Before creating a portfolio for her, it was important to understand Olivia’s comfort with risk. Perhaps building a portfolio with 100% allocated in stocks would yield a greater growth in the long run, but with a tremendous amount of potential volatility. With the help of our risk assessment process with her new advisor, it was determined that Olivia would be best suited for a portfolio of 60% equites and 40% fixed income securities.
Olivia was geared towards retiring at 60 years old but wasn’t sure if that would be possible.

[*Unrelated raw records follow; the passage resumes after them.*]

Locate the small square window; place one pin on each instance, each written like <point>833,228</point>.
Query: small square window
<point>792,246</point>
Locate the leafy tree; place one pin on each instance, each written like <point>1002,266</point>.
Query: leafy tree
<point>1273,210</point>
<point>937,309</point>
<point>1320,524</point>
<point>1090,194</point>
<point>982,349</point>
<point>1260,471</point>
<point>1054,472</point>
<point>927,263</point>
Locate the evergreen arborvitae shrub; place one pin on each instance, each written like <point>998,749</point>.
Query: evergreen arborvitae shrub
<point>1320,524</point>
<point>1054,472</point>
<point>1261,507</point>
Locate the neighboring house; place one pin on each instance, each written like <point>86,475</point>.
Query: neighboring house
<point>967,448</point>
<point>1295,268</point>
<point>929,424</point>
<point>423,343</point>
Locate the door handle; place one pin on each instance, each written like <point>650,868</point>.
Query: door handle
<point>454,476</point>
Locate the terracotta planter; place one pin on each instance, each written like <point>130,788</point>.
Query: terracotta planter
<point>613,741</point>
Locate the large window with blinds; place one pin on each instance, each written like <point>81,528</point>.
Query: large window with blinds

Financial planning software was used to incorporate her portfolio’s expected returns, her savings rate, her projected expenses in retirement, inflation and her other income from employer and government pensions to see if this goal was reasonable.
When we looked at her situation more closely we noticed that retiring at 60 had a high likelihood of her running out of money down the road, since with each earlier year she retires at, she will need to pull money out of her portfolio as opposed to contributing. We determined that age 63 seemed like the earliest she would be able to stop working, even though there is still a 3% shortfall that needs some adjustment.
If Olivia feels that working until that age is unbearable, we can run the simulation with different variables such as a different portfolio allocation, saving more by decreasing certain expenses, selling the rental property in the future, etc.…
What is clear is that without sitting down with a financial advisor, Olivia’s retirement plan would not have been possible as she wouldn’t have realized the deficits until she was already retired.
Now she has a clear plan for her future, one that can be revaluated down the line to meet new and changing needs.